Gaussian Splatting: Papers #10

Here are the latest papers related to Gaussian Splatting! 🤘

Gaussian Splatting
11 min readJun 2, 2024

Join us on July 2nd, 2024 at 17:00 CEST for our inaugural online meetup on Gaussian Splatting! Agenda will be announced in the coming days ❤️

LP-3DGS: Learning to Prune 3D Gaussian Splatting

🔗LP-3DGS: Learning to Prune 3D Gaussian Splatting [PDF]

by Zhaoliang Zhang, Tianchen Song, Yongjae Lee, Li Yang, Cheng Peng, Rama Chellappa, Deliang Fan (2024–05–29)

Recently, 3D Gaussian Splatting (3DGS) has become one of the mainstream methodologies for novel view synthesis (NVS) due to its high quality and fast rendering speed. However, as a point-based scene representation, 3DGS potentially generates a large number of Gaussians to fit the scene, leading to high memory usage. Improvements that have been proposed require either an empirical and preset pruning ratio or importance score threshold to prune the point cloud. Such hyperparameter requires multiple rounds of training to optimize and achieve the maximum pruning ratio, while maintaining the rendering quality for each scene.
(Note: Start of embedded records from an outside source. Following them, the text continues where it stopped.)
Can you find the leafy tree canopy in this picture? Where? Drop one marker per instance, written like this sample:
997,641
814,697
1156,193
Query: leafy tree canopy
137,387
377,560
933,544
In this work, we propose learning-to-prune 3DGS (LP-3DGS), where a trainable binary mask is applied to the importance score that can find the optimal pruning ratio automatically. Instead of using the traditional straight-through estimator (STE) method to approximate the binary mask gradient, we redesign the masking function to leverage the Gumbel-Sigmoid method, making it differentiable and compatible with the existing training process of 3DGS. Extensive experiments have shown that LP-3DGS consistently produces a good balance that is both efficient and high quality.

NPGA: Neural Parametric Gaussian Avatars

🔗NPGA: Neural Parametric Gaussian Avatars [PDF]
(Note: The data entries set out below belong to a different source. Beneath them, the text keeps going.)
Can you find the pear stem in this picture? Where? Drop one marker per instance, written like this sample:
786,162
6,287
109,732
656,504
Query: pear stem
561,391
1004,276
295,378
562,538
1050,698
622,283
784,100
by Simon Giebenhain, Tobias Kirschstein, Martin Rünz, Lourdes Agapito, Matthias Nießner (2024–05–29)

The creation of high-fidelity, digital versions of human heads is an important stepping stone in the process of further integrating virtual components into our everyday lives. Constructing such avatars is a challenging research problem, due to a high demand for photo-realism and real-time rendering performance. In this work, we propose Neural Parametric Gaussian Avatars (NPGA), a data-driven approach to create high-fidelity, controllable avatars from multi-view video recordings.

We build our method around 3D Gaussian Splatting for its highly efficient rendering and to inherit the topological flexibility of point clouds. In contrast to previous work, we condition our avatars’ dynamics on the rich expression space of neural parametric head models (NPHM), instead of mesh-based 3DMMs. To this end, we distill the backward deformation field of our underlying NPHM into forward deformations which are compatible with rasterization-based rendering. All remaining fine-scale, expression-dependent details are learned from the multi-view videos.

To increase the representational capacity of our avatars, we augment the canonical Gaussian point cloud using per-primitive latent features which govern its dynamic behavior. To regularize this increased dynamic expressivity, we propose Laplacian terms on the latent features and predicted dynamics. We evaluate our method on the public NeRSemble dataset, demonstrating that NPGA significantly outperforms the previous state-of-the-art avatars on the self-reenactment task by 2.6 PSNR. Furthermore, we demonstrate accurate animation capabilities from real-world monocular videos.

Project page:

TAMBRIDGE: Bridging Frame-Centered Tracking and 3D Gaussian Splatting for Enhanced SLAM

🔗TAMBRIDGE: Bridging Frame-Centered Tracking and 3D Gaussian Splatting for Enhanced SLAM [PDF]

by Peifeng Jiang, Hong Liu, Xia Li, Ti Wang, Fabian Zhang, Joachim M. Buhmann (2024–05–29)

The limited robustness of 3D Gaussian Splatting (3DGS) to motion blur and camera noise, along with its poor real-time performance, restricts its application in robotic SLAM tasks. Upon analysis, the primary causes of these issues are the density of views with motion blur and the cumulative errors in dense pose estimation from calculating losses based on noisy original images and rendering results, which increase the difficulty of 3DGS rendering convergence.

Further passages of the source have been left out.